Depression detection methods based on multimodal fusion of voice and text.
Journal:
Scientific reports
Published Date:
Jul 1, 2025
Abstract
Depression is a prevalent mental health disorder, and early detection is crucial for timely intervention. Traditional diagnostics often rely on subjective judgments, leading to variability and inefficiency. This study proposes a fusion model for automated depression detection, leveraging bimodal data from voice and text.
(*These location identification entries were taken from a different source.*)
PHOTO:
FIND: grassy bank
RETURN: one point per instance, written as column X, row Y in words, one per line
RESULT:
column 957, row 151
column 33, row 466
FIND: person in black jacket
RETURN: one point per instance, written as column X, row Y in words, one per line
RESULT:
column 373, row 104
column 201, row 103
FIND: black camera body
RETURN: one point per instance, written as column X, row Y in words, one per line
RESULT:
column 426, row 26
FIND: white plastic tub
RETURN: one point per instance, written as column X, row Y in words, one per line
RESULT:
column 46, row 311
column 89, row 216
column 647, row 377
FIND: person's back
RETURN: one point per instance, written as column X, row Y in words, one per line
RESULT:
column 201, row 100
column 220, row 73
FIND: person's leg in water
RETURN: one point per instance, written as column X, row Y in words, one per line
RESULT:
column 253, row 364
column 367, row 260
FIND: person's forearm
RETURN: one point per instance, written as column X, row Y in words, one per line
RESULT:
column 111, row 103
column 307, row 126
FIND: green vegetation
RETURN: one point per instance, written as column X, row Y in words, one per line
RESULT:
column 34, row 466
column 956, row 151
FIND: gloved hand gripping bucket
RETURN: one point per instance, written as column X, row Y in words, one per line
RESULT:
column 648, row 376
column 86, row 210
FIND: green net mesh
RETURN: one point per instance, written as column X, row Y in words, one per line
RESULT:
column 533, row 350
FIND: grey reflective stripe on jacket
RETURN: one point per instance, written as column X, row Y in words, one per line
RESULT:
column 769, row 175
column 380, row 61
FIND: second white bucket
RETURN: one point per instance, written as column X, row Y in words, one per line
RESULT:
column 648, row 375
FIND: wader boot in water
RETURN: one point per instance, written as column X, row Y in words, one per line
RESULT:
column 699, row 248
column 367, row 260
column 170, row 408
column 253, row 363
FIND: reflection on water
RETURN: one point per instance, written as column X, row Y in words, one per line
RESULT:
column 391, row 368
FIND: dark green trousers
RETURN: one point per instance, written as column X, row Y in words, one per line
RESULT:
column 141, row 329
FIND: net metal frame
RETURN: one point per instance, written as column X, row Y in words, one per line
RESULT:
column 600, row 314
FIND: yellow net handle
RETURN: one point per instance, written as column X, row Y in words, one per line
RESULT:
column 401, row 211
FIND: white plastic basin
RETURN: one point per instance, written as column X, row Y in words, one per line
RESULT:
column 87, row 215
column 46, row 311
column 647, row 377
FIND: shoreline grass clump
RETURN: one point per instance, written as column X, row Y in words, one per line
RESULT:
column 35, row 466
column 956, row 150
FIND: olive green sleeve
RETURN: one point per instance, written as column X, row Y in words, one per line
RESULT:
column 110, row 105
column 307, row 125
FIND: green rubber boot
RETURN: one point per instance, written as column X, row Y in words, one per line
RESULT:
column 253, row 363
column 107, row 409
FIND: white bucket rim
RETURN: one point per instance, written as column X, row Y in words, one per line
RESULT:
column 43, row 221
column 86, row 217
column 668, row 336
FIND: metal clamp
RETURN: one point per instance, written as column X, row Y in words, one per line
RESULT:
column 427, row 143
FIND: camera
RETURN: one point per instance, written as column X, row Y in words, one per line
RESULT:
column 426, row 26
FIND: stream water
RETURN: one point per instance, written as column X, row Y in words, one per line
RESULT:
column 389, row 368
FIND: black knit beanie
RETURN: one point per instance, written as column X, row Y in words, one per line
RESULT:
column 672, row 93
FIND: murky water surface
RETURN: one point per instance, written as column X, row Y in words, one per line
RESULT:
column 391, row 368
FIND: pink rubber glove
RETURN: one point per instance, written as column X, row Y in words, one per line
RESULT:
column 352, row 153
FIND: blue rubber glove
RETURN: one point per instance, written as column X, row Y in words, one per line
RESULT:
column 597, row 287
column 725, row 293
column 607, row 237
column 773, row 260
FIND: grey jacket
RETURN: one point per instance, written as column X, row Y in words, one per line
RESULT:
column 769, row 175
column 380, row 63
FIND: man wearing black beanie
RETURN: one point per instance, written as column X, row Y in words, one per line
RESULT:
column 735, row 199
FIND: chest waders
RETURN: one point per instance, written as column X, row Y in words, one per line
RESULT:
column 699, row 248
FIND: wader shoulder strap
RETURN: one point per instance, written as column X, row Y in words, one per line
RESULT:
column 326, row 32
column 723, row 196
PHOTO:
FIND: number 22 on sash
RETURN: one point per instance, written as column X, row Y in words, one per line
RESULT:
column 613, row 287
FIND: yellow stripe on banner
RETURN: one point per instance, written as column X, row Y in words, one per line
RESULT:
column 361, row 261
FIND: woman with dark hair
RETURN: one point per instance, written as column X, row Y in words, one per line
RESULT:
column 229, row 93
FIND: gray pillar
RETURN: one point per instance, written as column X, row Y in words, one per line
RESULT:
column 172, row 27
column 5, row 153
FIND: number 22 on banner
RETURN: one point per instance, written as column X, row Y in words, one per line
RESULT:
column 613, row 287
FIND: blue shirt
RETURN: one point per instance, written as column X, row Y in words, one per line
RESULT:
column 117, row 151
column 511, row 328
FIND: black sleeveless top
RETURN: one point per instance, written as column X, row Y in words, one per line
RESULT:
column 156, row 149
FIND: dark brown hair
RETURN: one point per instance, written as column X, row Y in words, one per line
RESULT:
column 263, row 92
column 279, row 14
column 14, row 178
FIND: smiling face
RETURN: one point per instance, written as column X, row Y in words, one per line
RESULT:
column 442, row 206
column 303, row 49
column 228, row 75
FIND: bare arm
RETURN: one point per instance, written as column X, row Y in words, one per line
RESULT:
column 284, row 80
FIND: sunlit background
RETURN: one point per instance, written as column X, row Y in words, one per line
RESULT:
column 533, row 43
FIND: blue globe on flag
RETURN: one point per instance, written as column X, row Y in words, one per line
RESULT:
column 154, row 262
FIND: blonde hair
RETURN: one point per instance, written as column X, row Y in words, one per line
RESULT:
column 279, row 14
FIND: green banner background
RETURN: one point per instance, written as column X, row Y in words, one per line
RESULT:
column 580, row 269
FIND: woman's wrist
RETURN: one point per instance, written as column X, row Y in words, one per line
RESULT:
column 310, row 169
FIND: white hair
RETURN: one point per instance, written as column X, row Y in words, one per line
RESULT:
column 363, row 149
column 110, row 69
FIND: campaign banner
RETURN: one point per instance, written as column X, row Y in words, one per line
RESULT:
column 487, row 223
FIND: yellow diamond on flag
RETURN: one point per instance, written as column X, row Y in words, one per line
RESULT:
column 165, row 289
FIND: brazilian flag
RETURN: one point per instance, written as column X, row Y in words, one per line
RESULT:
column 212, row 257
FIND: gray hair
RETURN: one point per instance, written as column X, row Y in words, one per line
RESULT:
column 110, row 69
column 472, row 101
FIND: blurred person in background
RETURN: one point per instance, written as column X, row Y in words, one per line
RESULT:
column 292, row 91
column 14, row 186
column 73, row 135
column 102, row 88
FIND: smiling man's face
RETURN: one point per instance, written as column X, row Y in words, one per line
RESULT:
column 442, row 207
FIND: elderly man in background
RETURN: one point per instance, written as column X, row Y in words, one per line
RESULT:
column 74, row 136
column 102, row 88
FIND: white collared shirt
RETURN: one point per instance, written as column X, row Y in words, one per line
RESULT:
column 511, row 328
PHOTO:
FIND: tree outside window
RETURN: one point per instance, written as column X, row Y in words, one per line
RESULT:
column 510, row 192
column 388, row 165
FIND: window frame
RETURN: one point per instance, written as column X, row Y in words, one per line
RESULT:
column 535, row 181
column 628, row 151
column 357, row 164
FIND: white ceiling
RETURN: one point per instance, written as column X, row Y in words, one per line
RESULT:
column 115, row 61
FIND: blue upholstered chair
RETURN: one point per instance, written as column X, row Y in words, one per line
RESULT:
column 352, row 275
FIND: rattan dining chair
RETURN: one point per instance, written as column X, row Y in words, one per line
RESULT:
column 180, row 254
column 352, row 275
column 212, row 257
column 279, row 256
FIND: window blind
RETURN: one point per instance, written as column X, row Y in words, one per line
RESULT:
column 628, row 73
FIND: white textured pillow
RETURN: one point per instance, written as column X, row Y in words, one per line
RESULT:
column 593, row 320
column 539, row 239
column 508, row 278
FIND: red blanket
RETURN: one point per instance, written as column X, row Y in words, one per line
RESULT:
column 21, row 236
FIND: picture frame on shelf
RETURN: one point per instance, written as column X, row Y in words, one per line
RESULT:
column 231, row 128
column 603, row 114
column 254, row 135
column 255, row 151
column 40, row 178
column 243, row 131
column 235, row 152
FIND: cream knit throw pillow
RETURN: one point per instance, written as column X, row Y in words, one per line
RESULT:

Wav2Vec 2.0 and BERT pre-trained models were utilized for feature extraction, while a multi-scale convolutional layer and Bi-LSTM network were employed for feature fusion and classification. Adaptive pooling was used to integrate features, enabling simultaneous depression classification and PHQ-8 severity estimation within a unified system.Experiments on the CMDC and DAIC datasets demonstrate the model's effectiveness. On CMDC, the F1 score improved by 0.0103 and 0.2017 compared to voice-only and text-only models, respectively, while RMSE decreased by 0.5186. On DAIC, the F1 score increased by 0.0645 and 0.2589, with RMSE reduced by 1.9901. These results highlight the proposed method's ability to capture and integrate multi-level information across modalities, significantly improving the accuracy and reliability of automated depression detection and severity prediction.